Elemental.jl icon indicating copy to clipboard operation
Elemental.jl copied to clipboard

How to go from files to distributed matrix.

Open dh-ilight opened this issue 4 years ago • 3 comments

I have files each holding 1 column of an array. I would like to create an Elemental.DistMatrix from these files. I would like to load the DistMatrix in parallel. An earlier question was answered by pointing to Elemental/test/lav.jl I made the following program by extracting from lav.jl.
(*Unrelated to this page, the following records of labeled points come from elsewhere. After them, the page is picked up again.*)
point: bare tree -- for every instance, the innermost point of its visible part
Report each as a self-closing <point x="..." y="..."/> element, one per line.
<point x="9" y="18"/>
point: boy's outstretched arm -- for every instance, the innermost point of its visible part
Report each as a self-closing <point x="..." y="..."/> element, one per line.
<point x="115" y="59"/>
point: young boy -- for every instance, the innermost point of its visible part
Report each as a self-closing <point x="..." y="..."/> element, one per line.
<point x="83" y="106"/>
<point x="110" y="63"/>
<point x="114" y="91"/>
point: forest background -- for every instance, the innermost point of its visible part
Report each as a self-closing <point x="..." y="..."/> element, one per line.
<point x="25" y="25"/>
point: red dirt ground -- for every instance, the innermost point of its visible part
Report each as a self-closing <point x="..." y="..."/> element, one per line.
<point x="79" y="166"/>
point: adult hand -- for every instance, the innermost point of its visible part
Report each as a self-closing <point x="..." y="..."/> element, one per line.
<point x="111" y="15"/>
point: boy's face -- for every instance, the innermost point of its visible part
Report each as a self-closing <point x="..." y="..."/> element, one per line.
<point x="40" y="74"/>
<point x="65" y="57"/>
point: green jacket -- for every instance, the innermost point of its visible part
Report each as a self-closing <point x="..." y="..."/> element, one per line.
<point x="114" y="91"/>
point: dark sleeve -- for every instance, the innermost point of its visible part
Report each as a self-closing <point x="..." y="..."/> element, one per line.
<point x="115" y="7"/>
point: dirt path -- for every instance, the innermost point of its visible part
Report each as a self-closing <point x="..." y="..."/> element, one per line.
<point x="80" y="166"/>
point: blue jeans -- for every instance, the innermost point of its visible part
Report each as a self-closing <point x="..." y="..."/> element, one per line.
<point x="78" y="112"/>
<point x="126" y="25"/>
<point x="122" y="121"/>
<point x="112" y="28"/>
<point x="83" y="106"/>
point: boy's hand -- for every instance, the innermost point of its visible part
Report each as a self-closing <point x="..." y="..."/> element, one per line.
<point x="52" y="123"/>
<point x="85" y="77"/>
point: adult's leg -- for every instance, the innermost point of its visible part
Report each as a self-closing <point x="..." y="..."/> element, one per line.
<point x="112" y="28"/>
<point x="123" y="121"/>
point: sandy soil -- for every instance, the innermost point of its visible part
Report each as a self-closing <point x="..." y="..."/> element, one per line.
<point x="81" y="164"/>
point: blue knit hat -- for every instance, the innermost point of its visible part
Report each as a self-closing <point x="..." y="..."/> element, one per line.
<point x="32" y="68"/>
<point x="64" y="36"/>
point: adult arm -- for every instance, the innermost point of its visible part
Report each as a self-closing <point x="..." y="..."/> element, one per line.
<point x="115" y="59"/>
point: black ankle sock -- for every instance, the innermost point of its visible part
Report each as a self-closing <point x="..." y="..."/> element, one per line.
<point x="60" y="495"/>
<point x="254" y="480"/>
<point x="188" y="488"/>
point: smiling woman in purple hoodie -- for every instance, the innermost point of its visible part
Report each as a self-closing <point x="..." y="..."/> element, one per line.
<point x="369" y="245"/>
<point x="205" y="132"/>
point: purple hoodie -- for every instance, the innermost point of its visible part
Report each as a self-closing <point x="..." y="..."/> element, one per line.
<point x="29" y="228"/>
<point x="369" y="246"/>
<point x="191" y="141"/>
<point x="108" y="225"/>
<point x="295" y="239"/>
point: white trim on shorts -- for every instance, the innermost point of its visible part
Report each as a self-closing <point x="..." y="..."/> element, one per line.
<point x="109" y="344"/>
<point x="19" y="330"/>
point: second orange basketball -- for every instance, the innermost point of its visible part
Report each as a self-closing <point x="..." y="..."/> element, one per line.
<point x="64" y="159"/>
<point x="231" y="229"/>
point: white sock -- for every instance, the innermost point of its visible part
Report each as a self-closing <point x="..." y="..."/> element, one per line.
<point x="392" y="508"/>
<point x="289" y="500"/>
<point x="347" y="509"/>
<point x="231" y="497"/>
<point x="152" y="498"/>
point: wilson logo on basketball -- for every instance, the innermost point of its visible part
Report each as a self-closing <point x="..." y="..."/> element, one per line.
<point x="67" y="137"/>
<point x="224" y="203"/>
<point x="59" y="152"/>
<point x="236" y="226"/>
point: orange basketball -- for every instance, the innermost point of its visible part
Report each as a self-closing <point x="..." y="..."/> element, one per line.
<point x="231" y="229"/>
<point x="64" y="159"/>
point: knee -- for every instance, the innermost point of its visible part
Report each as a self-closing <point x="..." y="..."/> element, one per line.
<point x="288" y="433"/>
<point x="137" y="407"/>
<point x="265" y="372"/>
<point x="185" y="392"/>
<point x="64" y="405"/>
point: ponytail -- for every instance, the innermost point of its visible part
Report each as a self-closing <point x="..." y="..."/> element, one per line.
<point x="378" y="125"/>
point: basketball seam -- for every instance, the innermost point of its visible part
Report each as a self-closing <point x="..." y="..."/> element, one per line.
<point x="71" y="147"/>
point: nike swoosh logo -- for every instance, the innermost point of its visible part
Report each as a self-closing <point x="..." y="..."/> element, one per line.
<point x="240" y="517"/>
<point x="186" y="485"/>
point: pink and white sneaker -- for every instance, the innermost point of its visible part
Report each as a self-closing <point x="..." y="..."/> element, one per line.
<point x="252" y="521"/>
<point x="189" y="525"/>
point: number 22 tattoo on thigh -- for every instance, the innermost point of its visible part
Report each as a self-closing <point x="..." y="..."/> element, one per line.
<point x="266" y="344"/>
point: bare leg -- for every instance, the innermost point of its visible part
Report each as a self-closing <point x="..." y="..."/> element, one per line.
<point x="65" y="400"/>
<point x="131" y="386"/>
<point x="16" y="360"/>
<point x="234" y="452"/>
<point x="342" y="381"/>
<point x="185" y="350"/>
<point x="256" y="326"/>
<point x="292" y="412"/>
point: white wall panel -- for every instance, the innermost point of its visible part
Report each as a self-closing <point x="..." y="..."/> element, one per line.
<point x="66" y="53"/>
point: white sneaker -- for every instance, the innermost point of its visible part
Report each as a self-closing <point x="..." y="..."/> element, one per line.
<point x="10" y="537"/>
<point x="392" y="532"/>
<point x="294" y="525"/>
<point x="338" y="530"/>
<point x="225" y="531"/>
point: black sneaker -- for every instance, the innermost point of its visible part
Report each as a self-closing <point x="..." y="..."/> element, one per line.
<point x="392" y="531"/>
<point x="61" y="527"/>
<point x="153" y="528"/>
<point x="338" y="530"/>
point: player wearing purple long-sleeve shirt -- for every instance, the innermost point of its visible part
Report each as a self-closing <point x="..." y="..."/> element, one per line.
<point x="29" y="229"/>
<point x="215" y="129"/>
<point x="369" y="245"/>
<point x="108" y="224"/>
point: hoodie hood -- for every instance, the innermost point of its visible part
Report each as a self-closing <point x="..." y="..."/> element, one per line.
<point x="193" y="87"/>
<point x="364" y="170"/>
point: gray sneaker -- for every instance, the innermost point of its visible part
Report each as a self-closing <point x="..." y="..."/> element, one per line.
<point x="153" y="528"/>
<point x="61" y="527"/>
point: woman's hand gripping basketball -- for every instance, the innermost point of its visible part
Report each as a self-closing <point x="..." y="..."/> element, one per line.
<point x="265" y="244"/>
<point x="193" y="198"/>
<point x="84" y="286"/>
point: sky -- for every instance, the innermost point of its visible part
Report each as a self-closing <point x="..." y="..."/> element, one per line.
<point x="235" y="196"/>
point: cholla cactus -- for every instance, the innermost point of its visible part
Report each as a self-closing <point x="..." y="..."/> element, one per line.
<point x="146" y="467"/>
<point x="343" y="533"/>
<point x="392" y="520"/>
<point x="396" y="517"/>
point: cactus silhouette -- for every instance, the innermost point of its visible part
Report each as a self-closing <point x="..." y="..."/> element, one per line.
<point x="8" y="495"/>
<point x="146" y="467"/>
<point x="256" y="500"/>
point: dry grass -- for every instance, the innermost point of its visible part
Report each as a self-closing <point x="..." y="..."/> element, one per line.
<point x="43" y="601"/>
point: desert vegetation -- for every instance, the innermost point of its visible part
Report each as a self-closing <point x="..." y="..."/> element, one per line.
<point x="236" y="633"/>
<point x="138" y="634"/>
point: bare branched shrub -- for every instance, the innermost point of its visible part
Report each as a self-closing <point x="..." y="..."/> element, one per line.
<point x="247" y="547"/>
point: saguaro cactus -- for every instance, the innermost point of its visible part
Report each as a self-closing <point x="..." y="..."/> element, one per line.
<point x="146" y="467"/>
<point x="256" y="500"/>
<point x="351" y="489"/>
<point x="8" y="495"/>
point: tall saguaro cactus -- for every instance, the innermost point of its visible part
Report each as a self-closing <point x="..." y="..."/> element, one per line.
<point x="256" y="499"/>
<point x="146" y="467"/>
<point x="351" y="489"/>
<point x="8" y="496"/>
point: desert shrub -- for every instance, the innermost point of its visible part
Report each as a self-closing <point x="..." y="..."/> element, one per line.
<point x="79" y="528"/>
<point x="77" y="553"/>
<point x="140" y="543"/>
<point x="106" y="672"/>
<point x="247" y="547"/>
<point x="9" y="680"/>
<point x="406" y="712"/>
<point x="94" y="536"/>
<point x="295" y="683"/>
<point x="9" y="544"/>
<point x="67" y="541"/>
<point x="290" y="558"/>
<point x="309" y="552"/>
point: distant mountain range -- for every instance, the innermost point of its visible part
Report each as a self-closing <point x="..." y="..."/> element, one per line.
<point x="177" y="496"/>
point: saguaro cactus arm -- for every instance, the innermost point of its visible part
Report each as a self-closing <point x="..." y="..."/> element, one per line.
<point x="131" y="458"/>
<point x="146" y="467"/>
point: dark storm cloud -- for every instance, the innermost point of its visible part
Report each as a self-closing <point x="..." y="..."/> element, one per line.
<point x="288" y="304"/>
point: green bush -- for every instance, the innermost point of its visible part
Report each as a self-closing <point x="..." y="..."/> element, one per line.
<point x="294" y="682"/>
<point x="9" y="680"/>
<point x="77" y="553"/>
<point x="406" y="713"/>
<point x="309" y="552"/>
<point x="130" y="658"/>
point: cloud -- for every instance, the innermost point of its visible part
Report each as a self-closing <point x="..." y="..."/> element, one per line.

It works for a single node and hangs for 2 nodes using mpiexecjl. I am using Julia 1.5 on a 4 core machine running Centos 7.5 Please let me know what is wrong with the program and how to load my column array files in parallel. I intend to eventually run a program using DistMatrix on a computer with hundreds of cores.

# to import MPIManager
using MPIClusterManagers, Distributed

# Manage MPIManager manually -- all MPI ranks do the same work
# Start MPIManager
manager = MPIClusterManagers.start_main_loop(MPI_TRANSPORT_ALL)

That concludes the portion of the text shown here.